At some point in our culture – and maybe it was always thus – evaluation became something of an investigation used to justify accountability pursued with a particular agenda in mind. Frameworks became both too narrow and too fuzzy. I have been in processes where evaluators wanted a single number on a scale from 1-5 to rate the effectiveness of an experience. And I have been in processes where evaluators are seeking to measure “impact” without every defining it, or only defining it on how a process has advanced their client’s singular needs and not the need of the whole ecosystem. I have never seen an evaluation that says to a client “these people are discovering some stuff that has nothing to do with what you funded them for, and therefore your assumptions about change are wrong.”

Done well however, evaluation contributes a tremendous amount of knowledge, awareness and confidence to a process. It allows us to make sense of our work, it opens our eyes to different questions we should be asking and it can put the tools of meaning making in the hands of people doing work. In complex environments, it can give us a new set of senses that help us see and hear and feel what is happening, and that open up promising new directions to nudge an effort.

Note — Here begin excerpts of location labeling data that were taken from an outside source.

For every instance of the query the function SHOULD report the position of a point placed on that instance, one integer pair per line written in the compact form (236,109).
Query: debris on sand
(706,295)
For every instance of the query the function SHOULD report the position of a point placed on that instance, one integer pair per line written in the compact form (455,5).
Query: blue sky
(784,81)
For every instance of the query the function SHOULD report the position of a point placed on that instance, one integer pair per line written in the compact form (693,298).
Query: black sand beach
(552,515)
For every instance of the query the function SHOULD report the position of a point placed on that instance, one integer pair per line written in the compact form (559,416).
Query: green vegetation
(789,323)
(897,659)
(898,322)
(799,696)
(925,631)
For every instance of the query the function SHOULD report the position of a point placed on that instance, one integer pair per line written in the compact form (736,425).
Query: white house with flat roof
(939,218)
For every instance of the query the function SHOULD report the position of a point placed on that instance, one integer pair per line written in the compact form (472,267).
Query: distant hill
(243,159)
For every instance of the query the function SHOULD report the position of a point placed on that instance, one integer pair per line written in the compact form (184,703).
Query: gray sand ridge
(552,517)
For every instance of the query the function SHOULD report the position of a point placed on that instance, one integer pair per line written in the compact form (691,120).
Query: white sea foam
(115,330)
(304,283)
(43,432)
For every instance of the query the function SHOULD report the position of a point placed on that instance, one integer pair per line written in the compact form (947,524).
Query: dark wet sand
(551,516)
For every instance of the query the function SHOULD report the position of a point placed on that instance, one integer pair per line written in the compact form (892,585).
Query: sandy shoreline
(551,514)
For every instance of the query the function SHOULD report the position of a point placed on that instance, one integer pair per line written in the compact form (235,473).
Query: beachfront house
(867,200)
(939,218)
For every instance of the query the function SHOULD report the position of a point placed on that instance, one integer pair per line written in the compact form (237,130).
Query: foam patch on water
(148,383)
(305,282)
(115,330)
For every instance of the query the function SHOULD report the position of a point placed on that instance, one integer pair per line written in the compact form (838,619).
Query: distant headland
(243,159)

When evaluation is part of the work it makes a huge difference. When evaluation is a separate project, laid on top of the work or done at a distance, it can bring the work to a standstill as everyone organizes around what the evaluator is looking for instead of where the project is at in its evolution or what the needs are.

Evaluations conducted with principles such as these ones are amazingly useful and empowering. They are deeply powerful influencers in the life of a project, and they need to be done with intense awareness of this power. We need to demand from our clients and funders and stakeholders, a more sophisticated standard of engagement around evaluation, and we need to hold evaluators to these principles too.

 

There is tremendous beauty in the moments of people working together, learning, creating, trying to improve the lives of others. Some days are rich with green and lush life and others are despairing failures. I would love to read an evaluation report that is as rich as Thoreau’s observations of life at Walden capturing the changes and the beauty, witnessing the growth all around, understanding its meaning and being open to the surprises that come with being immersed in an experience.

I’ll be writing more about this topic in the next little while. What are your longings for or experiences of great evaluation?